The SEC is taking steps to save Rule 151A. It has consented to a twoyear stay of the Rule’s effectiveness, and will analyze the impact of Rule 151A on efficiency, competition and capital formation.
The SEC announced these steps in a brief filed in December with the U.S. Court of Appeals for the District of Columbia Circuit. OM Financial Life Insurance Company (Old Mutual) had asked the court to stay the Rule until two years after the SEC has reissued or revised the Rule. The court ordered Old Mutual and the SEC to file briefs on the motion.
The court has not yet ruled on Old Mutual’s motion. It could stay or vacate the Rule, or decide on some other remedy, such as setting a deadline for the SEC to reach a determination. Meanwhile, the court has ordered Old Mutual to file a brief addressing the SEC’s proposal to defer the Rule’s effective date.
Old Mutual’s motion to stay the January 12, 2011 effective date set by the SEC for Rule 151A has opened the door for the court to vacate the Rule. As a result, the SEC appears to have determined to swallow the less bitter pill of staying the Rule for two years after the original or a revised Rule is published in the Federal Register.
In the meantime, however, issuers and distributors of indexed annuities are caught in a time bind. Because of pending litigation and legislation, it is uncertain whether the Rule will ever take effect, let alone on January 12, 2011. Companies are faced with spending time and money to comply with SEC and FINRA requirements by the looming deadline when it’s highly uncertain whether compliance will be required.
Analysis of Impact
The court has found Rule 151A to be reasonable under Supreme Court precedents. However, the court remanded the Rule back to the SEC to conduct an analysis of whether the Rule will promote efficiency, competition and capital formation. The court found that the SEC had failed to undertake the analysis as required by Section 2(b) of the Securities Act.
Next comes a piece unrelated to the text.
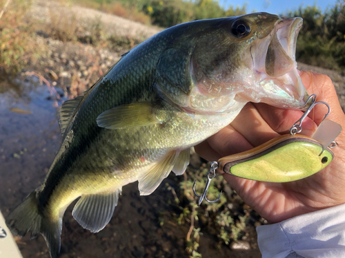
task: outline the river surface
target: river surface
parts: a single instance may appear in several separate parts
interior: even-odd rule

The SEC has told the court that it will conduct a Section 2(b) analysis. In its brief, the SEC states that the staff has “taken significant steps” to “diligently” address the deficiencies the court found in the SEC’s Section 2(b) analysis of the proposed Rule. The SEC says that its staff has “conducted a comprehensive survey of state insurance regulation of indexed annuities.”
The SEC intends for its staff to complete the Section 2(b) analysis and make a recommendation to the Commissioners by Spring 2010. The SEC states that “if the staff recommends retaining Rule 151A, the staff also expects to recommend that the SEC seek public notice and comment on the efficiency, competition, and capital formation analysis.”